Ich find, das Thema sehr spannend, weil man da viel neues erfahren kann. Ich glaub, wenn wir uns weiter austauschen werden wir einen separaten Thread aufmachen müssen, sonst bekommen wir.einen "Platzverweis"... 

Ich könnt mir auch vorstellen, dass sich da noch andere Miniteichler melden werden.....


----------



## Dilmun (5. Aug. 2010)

*AW: Versuche mit verschiedenen Pflanzsubstraten*

@ Christine

Danke für den "Verschub"......

Mal sehen, ob sich noch andere Miniteichbesitzer finden und uns ihre Erfahrungen mitteilen.

@ Ina

Ich habe das Zypergras erst seit heuer. Ich hab mir gedacht, im Winter werde ich die Nährstoffe mit normalem Blumendünger über das Wasser zuführen.  
Glaubst geht das? Du hast da mehr Erfahrung. 


Einige meiner Erfahrungen:
Wie ich ja schon geschrieben habe, und wie Ina bestätigt hat, verdichtet reiner körniger Sand mit der Zeit und die Pflanzen wachsen nicht so gut. 

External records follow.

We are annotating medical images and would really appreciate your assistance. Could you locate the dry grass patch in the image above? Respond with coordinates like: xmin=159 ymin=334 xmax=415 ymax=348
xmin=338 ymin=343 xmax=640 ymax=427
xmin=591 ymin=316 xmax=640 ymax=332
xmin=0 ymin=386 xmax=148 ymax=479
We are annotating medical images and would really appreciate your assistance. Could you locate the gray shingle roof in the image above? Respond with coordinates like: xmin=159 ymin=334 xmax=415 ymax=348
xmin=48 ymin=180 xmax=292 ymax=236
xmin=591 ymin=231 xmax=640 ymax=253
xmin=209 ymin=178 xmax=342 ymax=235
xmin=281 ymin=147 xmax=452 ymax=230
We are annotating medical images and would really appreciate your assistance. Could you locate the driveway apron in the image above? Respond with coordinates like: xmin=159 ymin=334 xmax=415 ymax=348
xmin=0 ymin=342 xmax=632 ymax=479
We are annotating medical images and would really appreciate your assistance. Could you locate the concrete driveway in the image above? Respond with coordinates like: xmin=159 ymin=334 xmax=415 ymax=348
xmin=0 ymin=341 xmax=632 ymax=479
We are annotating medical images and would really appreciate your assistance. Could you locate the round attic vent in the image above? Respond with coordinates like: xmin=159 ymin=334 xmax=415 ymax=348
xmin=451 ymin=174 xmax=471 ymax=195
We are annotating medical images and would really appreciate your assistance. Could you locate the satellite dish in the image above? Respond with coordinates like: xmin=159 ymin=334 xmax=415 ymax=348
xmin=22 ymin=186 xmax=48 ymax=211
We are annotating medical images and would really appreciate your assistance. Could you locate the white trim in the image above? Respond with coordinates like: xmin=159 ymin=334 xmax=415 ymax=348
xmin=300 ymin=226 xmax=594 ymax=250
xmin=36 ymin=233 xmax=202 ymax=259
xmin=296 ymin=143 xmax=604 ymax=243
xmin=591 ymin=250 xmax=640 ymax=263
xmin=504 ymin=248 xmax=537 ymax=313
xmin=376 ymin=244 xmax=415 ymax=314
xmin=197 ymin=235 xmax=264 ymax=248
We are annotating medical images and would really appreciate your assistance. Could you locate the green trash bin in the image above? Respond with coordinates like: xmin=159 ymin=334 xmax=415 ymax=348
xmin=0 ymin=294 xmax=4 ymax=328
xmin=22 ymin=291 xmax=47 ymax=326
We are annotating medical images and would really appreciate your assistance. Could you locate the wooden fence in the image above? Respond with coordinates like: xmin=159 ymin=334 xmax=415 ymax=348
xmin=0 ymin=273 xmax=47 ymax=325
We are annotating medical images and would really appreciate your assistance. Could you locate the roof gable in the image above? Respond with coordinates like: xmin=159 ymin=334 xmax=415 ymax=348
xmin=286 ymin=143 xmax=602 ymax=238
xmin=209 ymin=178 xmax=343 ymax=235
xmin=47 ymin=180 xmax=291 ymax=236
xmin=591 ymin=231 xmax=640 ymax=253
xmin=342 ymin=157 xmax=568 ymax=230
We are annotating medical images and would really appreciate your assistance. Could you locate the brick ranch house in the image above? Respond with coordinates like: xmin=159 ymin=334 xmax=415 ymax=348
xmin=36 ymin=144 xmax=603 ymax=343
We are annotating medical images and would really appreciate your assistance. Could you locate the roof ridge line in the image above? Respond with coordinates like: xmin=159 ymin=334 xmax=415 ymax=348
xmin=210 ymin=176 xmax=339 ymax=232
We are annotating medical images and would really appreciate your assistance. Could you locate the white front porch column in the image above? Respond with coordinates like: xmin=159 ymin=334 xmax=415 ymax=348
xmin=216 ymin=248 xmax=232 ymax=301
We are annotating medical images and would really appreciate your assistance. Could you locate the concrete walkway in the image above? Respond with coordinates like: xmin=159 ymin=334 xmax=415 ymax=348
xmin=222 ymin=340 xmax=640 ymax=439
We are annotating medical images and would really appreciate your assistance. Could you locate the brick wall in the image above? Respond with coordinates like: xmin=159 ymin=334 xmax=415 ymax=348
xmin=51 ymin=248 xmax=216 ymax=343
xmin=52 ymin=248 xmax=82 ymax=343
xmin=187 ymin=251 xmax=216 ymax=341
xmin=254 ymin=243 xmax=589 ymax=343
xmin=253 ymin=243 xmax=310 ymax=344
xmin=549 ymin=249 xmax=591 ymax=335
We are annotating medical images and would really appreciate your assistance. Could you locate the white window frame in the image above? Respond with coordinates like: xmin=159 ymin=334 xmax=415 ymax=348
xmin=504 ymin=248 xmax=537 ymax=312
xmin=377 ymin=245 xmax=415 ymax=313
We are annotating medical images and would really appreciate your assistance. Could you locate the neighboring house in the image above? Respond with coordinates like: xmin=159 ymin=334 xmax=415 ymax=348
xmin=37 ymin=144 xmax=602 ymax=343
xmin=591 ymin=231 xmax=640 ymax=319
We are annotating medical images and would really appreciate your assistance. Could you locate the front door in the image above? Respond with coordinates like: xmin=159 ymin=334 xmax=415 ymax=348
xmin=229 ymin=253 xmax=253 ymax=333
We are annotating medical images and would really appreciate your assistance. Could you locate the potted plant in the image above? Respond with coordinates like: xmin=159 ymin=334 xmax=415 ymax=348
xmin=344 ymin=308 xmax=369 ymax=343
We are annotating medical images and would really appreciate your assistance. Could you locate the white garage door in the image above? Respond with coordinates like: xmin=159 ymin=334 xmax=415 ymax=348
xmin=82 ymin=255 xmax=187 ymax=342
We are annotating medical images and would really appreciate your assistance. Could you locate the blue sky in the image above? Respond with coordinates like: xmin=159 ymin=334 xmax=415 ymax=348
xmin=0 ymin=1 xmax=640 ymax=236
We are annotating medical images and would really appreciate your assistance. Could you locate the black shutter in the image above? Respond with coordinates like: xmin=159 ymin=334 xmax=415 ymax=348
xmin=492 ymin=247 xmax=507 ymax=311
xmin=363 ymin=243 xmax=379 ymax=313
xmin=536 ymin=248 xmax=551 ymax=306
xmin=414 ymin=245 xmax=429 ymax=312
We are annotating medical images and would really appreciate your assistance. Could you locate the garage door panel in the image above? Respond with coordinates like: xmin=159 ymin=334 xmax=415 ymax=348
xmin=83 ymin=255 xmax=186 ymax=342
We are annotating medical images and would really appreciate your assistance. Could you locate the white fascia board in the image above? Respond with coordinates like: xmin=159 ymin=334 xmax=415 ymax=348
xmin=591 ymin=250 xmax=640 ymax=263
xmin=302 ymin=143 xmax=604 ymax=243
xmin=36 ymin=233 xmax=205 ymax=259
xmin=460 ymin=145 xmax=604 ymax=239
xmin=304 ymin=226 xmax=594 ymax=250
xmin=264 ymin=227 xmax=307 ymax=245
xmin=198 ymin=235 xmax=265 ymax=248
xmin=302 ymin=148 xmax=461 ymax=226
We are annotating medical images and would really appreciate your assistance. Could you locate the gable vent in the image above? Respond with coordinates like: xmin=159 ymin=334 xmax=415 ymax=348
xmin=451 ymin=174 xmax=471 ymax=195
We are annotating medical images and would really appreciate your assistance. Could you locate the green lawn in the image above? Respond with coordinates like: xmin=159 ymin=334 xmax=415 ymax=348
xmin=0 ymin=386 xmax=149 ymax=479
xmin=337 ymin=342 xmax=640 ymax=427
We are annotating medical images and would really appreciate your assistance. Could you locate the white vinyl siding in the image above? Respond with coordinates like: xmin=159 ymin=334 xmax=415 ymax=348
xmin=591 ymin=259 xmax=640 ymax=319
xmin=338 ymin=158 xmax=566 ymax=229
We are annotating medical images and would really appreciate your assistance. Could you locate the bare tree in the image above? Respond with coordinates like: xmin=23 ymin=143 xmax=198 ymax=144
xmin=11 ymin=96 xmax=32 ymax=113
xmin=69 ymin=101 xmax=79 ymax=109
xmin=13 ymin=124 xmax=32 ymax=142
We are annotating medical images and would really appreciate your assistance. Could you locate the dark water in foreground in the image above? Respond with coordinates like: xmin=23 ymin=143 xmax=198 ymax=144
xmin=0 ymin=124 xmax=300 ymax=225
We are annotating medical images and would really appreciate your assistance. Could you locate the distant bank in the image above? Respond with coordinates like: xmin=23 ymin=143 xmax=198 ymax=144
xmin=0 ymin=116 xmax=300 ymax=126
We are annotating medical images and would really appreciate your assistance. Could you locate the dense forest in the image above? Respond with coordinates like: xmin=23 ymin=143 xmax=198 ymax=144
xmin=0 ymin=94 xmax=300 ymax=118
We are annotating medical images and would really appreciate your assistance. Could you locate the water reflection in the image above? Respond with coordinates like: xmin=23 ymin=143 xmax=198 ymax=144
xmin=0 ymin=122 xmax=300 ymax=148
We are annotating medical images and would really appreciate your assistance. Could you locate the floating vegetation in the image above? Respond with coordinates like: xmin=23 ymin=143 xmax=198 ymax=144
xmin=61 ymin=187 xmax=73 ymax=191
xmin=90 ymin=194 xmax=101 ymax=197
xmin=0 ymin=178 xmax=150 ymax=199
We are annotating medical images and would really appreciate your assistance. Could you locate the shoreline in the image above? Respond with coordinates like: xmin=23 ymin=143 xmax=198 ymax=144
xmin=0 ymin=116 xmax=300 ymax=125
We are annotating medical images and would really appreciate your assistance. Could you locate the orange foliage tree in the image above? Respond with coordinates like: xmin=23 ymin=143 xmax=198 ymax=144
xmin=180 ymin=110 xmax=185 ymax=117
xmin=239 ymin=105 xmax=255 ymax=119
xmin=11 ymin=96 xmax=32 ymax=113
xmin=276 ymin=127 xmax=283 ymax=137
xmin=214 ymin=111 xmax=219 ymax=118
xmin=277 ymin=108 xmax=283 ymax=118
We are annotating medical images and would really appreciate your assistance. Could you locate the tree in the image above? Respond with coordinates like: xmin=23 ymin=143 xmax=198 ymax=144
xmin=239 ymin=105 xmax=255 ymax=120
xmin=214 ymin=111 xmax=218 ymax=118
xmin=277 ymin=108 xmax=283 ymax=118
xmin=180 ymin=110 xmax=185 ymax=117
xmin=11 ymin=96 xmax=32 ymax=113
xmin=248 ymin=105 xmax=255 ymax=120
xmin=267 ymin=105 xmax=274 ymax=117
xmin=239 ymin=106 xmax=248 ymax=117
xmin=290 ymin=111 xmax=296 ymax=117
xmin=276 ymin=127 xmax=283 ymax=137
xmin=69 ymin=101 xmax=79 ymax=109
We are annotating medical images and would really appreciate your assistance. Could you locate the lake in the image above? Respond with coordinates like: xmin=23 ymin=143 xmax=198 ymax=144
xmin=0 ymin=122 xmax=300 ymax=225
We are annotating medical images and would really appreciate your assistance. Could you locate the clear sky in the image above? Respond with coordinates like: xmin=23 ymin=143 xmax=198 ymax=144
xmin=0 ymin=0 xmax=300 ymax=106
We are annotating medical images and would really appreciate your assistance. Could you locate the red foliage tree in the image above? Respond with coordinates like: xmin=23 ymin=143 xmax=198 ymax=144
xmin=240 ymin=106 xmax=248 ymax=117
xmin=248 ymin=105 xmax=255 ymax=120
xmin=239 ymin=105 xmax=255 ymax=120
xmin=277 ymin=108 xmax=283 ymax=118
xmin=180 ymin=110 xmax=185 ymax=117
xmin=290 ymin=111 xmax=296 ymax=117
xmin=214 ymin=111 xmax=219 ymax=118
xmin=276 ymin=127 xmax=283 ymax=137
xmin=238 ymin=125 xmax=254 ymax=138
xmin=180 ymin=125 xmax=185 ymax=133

In einem der blauen Töpfe habe ich Schwimmpflanzen. Da habe ich eine Schicht Kiesel am Boden, kein Sand oder Lehm. Darin verankern sich die Wurzeln der __ Krebsschere. (Meine liebt Regenwasser). Der __ Wassersalat und die Wasserhyazinthen wachsen so auch ganz passabel. Da bin ich eh froh, dass sie nicht so wuchern. Weil in einem anderen Becken wachsen die Wasserhyazinthen wie verrückt. 

www.hobby-gartenteich.de/forum/showthread.php?t=27527/page-2

Den __ Blutweiderich habe ich heuer in einen extra Topf gesetzt. In ein Gemisch aus Lehm und Sand. Der hat mir voriges Jahr zu sehr gewuchert. Den muss ich fast täglich mit Wasser versorgen. Der ist 2m hoch. 

Was bei mir schon das zweite Jahr nicht gut wächst, ist die Gauklerblume. 
Voriges Jahr hatte ich sie in fast reinem Sand. Da hab ich mir gedacht, die hat zuwenig Nährstoffe. Aber heuer habe ich eine in Sand/Teicherdegemisch (3/1) gesetzt und auch diese ist schon eingegangen. Vielleicht weiß ja jemand was ich da anders machen könnte.....


----------



## Eugen (5. Aug. 2010)

*AW: Versuche mit verschiedenen Pflanzsubstraten*

Hi Mädels

darf ich mich auch beteiligen ?

Das mit dem Sand kann ich bestätigen. Reinen Sand nehm ich nichtmal mehr für den Teich.
Ansonsten hab ich die Erfahrung gemacht,daß eine Mischung aus lehmhaltiger Erde und Sand ( ca. 4:1) für die meisten Pflanzen am besten ist.
Teicherde nehm ich immer zum "Hochzüchten" bzw. "Vermehren"

Was allerdings viel wesentlicher ist,ist die Pflanztiefe.
Immo bin ich dabei  manche Pflanzen auf "klein" zu trimmen.
Gauklerblume wächst bei mir von 20cm bis zu 100cm.
Tannenwedel hab ich immo richtig süße,die nur 10cm hoch werden. (Im Teich sind sie bei bis zu 130cm  )
Auch den __ Blutweiderich kann man klein halten.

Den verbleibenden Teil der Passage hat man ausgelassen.